Queen of the Tiles by Hanna Alkaf

Summary:
When Najwa Bakri walks into her first Scrabble competition since her best friend’s death, it’s with the intention to heal and move on with her life. Perhaps it wasn’t the best idea to choose the very same competition where said best friend, Trina Low, died. It might be even though Najwa’s trying to change, she’s not ready to give up Trina just yet.
But the same can’t be said for all the other competitors. With Trina, the Scrabble Queen herself, gone, the throne is empty, and her friends are eager to be the next reigning champion.

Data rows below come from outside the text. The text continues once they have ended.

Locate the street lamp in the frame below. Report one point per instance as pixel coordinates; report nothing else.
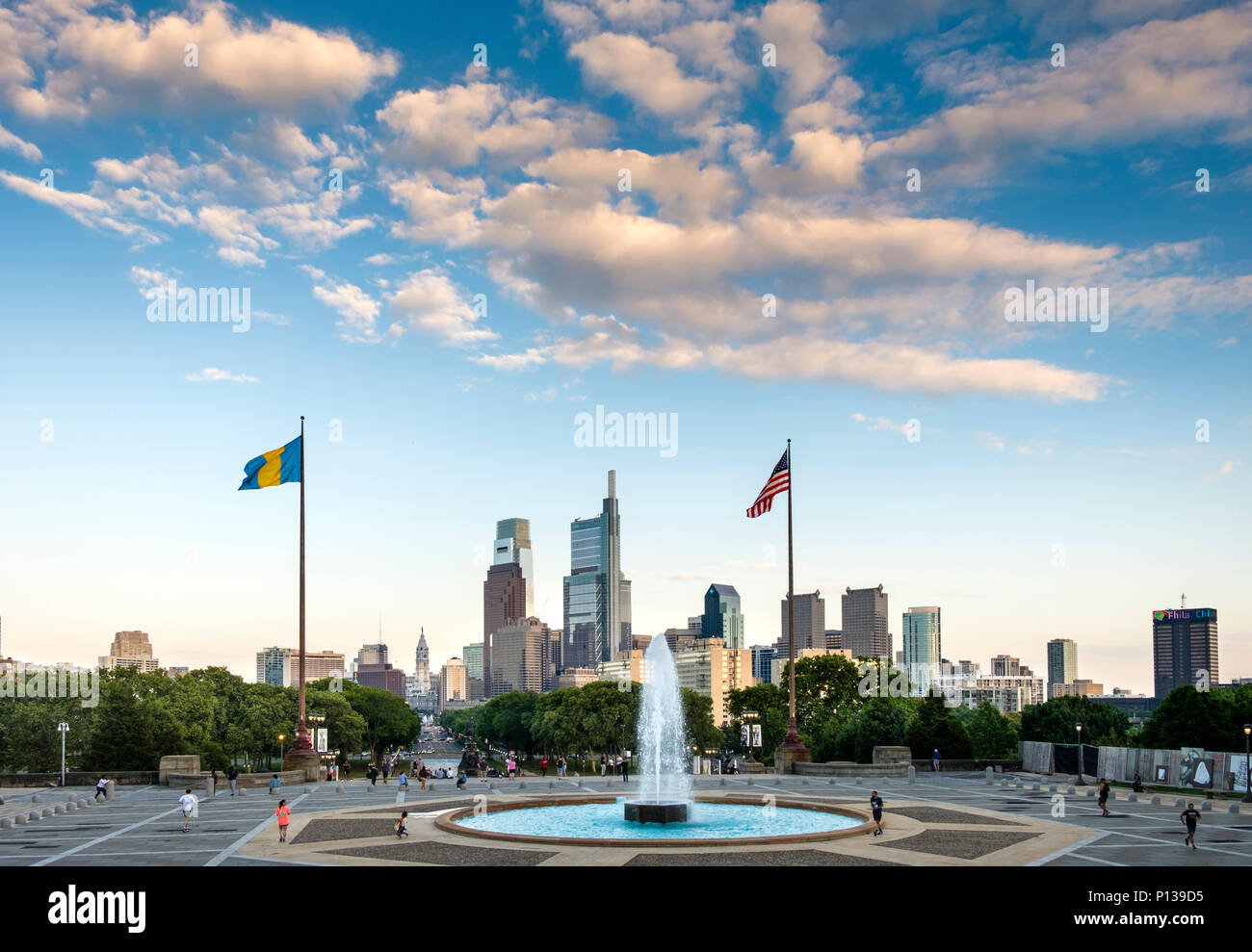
(1247, 763)
(1080, 781)
(63, 729)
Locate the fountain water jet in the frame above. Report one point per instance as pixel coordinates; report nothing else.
(663, 751)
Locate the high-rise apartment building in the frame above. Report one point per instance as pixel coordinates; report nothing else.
(1184, 648)
(521, 656)
(864, 630)
(721, 617)
(504, 602)
(810, 623)
(130, 650)
(1062, 663)
(596, 596)
(922, 646)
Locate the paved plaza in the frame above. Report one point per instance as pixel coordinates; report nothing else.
(942, 819)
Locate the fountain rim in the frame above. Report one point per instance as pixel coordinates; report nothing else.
(447, 822)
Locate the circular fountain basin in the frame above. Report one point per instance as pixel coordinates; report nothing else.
(600, 821)
(656, 810)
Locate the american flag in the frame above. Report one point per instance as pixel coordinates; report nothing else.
(779, 480)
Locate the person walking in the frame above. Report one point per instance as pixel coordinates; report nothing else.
(188, 803)
(1190, 817)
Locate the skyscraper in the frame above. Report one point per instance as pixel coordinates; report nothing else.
(922, 646)
(504, 602)
(513, 544)
(1184, 646)
(721, 617)
(864, 630)
(810, 623)
(596, 594)
(1062, 663)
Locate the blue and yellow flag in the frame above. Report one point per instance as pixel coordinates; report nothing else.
(274, 468)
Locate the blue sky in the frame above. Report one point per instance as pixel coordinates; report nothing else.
(1058, 487)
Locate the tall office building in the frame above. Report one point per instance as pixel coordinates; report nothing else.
(810, 623)
(504, 602)
(130, 650)
(596, 594)
(521, 656)
(422, 666)
(1062, 663)
(763, 656)
(472, 656)
(922, 646)
(1184, 644)
(513, 544)
(864, 630)
(721, 617)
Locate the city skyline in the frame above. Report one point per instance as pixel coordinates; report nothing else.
(635, 238)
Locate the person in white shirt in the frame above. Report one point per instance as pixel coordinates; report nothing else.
(188, 803)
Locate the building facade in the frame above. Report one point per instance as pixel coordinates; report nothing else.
(1184, 648)
(722, 617)
(597, 613)
(865, 627)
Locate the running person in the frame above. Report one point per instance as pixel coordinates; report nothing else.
(188, 803)
(1190, 817)
(875, 805)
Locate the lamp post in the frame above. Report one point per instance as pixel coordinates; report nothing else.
(63, 729)
(1247, 763)
(1080, 781)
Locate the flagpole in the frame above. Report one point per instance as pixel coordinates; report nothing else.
(301, 734)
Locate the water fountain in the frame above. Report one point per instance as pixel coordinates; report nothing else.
(663, 748)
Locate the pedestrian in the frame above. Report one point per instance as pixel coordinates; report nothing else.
(1190, 817)
(188, 803)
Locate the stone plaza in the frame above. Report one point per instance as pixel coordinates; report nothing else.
(940, 819)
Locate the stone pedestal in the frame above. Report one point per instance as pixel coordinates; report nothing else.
(307, 760)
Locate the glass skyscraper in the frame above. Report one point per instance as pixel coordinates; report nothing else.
(596, 596)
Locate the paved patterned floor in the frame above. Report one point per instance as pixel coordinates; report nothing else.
(950, 819)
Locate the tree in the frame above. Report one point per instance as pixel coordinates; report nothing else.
(990, 733)
(935, 727)
(1056, 721)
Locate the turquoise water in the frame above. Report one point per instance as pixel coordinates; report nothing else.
(709, 821)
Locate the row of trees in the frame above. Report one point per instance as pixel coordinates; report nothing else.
(597, 717)
(142, 717)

All’s fair in love and Scrabble, but all bets are off when Trina’s formerly inactive Instagram starts posting again, with cryptic messages suggesting that maybe Trina’s death wasn’t as straightforward as everyone thought. And maybe someone at the competition had something to do with it.
As secrets are revealed and the true colors of her friends are shown, it’s up to Najwa to find out who’s behind these mysterious posts—not just to save Trina’s memory, but to save herself.

Review:
Thank you to NetGalley and the publishers for this advanced copy in exchange for an honest review. But I did actually end up listening to the finished audiobook that I borrowed from my local library.
I didn’t love this book like I thought it was going to. I thought that it was lacking in a few of my favorite things about mystery/thrillers. There was a real lack of suspense and little to no stakes for the story to just go “ha ha no one did it?” It felt like nothing happened the whole book. A murder mystery should have the stakes slowly raised and I feel like that didn’t happen. It felt like we just did a character-by-character investigation with a backstory with each of the characters. I honestly could have gone for a little info-dumping over the oversharing that I feel like we got with this story.
I still liked the idea of a competitive scrabble community. I’m sure this is something that exists out there and I love it. Really niche hobbies like this are really interesting to me. I really liked how the main character had turned her love for scrabble into an incredible vocabulary.
I did like Najwa. The way that she thought was really engaging for the story. She’s the reason that I finished the book even though I didn’t really love the story. I did I love the casual mention of putting her hijab on and things like that which we get a few times in the book.
While I didn’t love this one, I think it was an issue with my reading lately, and not the fault of the story. I will still be recommending this one in the future.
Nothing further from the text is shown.